Parkinson’s disease is a neurological disorder with symptoms that become more severe over time. It affects about 1% of people ages 60 years and older in industrialized nations. The exact cause of the disease isn’t known, but experts believe that both genetic and environmental factors play a role.

“Parkinson’s disease causes a decrease in dopamine in certain parts of the brain. Dopamine is a neurotransmitter. Dopamine is released in your brain as a way of sending signals.”

“Parkinson’s can cause a decrease in dopamine activity.”

There’s no cure for Parkinson’s disease. But over the past few decades, researchers have been studying stem cell therapy to provide better treatment options.

“Stem cell therapy is being used to treat Parkinson’s disease.”

Stem cells are special because they are undifferentiated, which means they can become many types of specialized cells.

Stem cells are natural resources for your body. Stem cells can be transformed into any type of cell, from bone cells to brain cells.

There are three main types of cells.

  • Embryonic stem cells: These cells are pluripotent, meaning they can transform into the many types of cells found in your body. As the name suggests, they’re found in embryos.
  • Somatic stem cells: Also called adult stem cells, these mostly perform repair functions. They can still transform, but not into as many types of specialized cells as embryonic stem cells can.
  • Induced pluripotent stem cells (iPSCs): These stem cells are made by genetically changing cells that have already matured.

Stem cell therapy is the use of stem cells from a donor to treat a disorder.

“Stem cells are being used to replace brain cells in Parkinson’s disease patients. This could help with Parkinson’s disease.”

“Stem cells can be used to treat Parkinson’s disease.”

Stem cells can be introduced into the affected areas of your brain where they can become brain cells. The new brain cells could help regulate dopamine levels, which should improve the symptoms of the disease.

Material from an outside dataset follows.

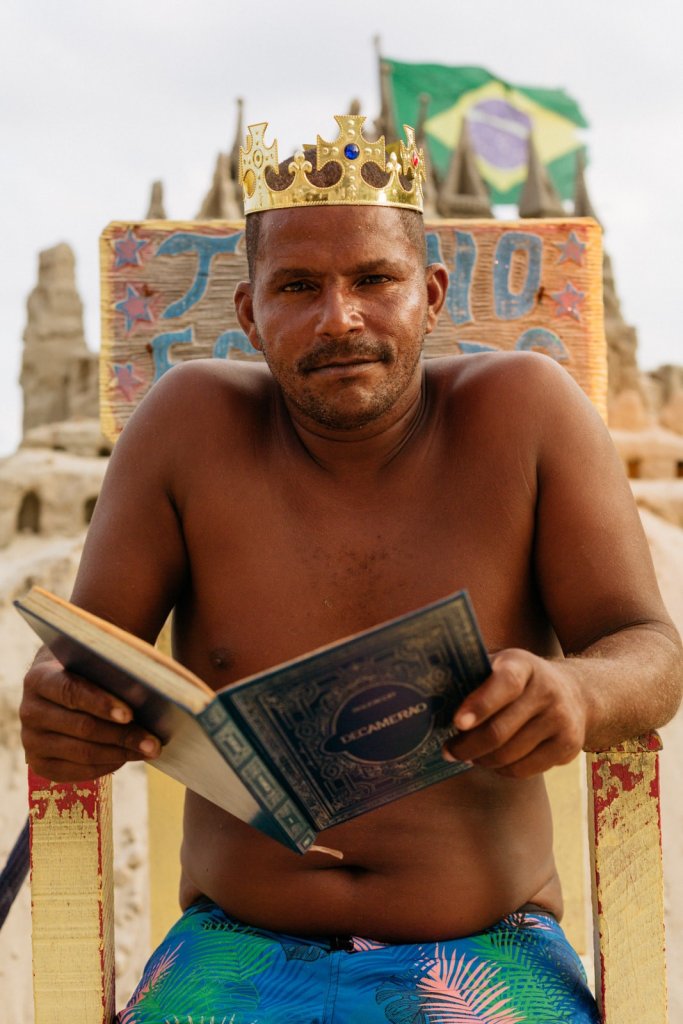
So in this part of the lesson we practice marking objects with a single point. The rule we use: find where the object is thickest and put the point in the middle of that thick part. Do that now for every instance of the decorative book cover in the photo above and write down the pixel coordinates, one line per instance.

It’s important to note that experts believe this would only be a treatment for Parkinson’s disease and not a cure.

“Parkinson’s disease is still present even though stem cell therapy has the potential to replace brain cells destroyed by the disease. Parkinson’s disease would destroy the stem cells.”

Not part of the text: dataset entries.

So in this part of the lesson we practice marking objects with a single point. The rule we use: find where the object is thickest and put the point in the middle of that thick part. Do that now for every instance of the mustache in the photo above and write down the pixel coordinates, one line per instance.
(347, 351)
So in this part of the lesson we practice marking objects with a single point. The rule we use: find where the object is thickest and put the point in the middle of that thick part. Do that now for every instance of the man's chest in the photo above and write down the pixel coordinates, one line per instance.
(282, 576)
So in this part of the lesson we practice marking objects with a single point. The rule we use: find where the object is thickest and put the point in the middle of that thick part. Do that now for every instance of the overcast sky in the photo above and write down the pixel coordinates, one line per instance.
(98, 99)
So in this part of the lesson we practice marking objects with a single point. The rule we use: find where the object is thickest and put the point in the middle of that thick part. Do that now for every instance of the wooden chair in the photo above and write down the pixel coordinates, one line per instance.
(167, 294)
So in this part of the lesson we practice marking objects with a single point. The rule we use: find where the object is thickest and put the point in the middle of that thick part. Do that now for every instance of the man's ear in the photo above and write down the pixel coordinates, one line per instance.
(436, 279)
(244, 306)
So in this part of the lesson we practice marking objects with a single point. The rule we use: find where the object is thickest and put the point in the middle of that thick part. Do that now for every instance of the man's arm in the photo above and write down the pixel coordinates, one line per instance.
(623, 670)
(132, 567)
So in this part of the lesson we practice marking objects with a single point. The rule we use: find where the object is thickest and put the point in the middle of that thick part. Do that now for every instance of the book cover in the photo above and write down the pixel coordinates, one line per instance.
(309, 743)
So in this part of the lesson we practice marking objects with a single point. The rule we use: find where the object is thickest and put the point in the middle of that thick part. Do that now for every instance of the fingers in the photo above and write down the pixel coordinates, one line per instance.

“Stem cell therapy can be used multiple times to reduce Parkinson’s disease symptoms, but it is not certain if the same effect will be achieved after multiple procedures.”

“Until the discovery of the process of creating iPSCs, the only stem cell therapies for Parkinson’s disease required the use of embryonic stem cells. This made research more difficult.”

Stem cells have been used in clinical trials for many conditions involving neural damage with mixed results.

The first clinical trial using iPSCs to treat Parkinson’s disease was in 2018 in Japan. It was a very small trial with only seven participants. Other trials have been completed using animal models.

So far, trials have shown improvement to symptoms affecting movement as well as nonmotor symptoms such as bladder control.

“The stem cells’ source can have some challenges.”

Stem cell therapy can be thought of as being similar to an organ transplant. If the iPSCs are derived from a donor, you may need to use immunosuppressant drugs to prevent your body from rejecting the cells.

Your body might be less likely to reject iPSCs if they are derived from your own cells. Stem cell therapy will be delayed because of this, experts believe. This will be more expensive than using a donor line.

There are many symptoms of Parkinson’s disease. They’re often rated using the Unified Parkinson’s Disease Rating Scale (UPDRS) or the Movement Disorder Society’s updated revision of that scale, the MDS-UPDRS.

“Clinical trials are looking to improve the scores for people with Parkinson’s disease.”

Some trials are testing new delivery methods, such as intravenous infusion or topical applications. Others are looking to determine the safest number of effective doses. And other trials are measuring overall safety while using new medical devices in stem cell therapy.

This is a research area. Future trials will help narrow down the most effective and safe approach to stem cell therapy.

Clinical trials are usually conducted in three phases. Each phase adds more participants, with the first phase usually limited to a few dozen people and several thousand in the third phase. The purpose is to test the treatment’s safety and effectiveness.

“Stem cell therapy for Parkinson’s disease is still in the early stages of trials. It will likely be at least 4 to 8 years before this treatment is widely available.”

Participating in clinical trials

Ongoing clinical trials for treating Parkinson’s disease using stem cell therapy may be available in your area. If this is something you’re interested in, check back regularly, as new trials may be added later.

Mention your intentions to the doctor or healthcare professional. They may have more information for you.

“Stem cell therapy for Parkinson’s disease is to replace brain cells that have been destroyed with healthy, undifferentiated stem cells. Stem cells can be turned into brain cells and help regulate dopamine levels. Many of the symptoms of Parkinson’s disease can be alleviated.”

“The therapy is still in its infancy. Many trials are either proposed or currently recruiting. Stem cell therapy for Parkinson’s disease could become widely available if the trials are a success.”

At the moment, it’s not believed that stem cell therapy will cure Parkinson’s disease. But it might be an alternative to existing treatments such as drug therapies and deep brain stimulation.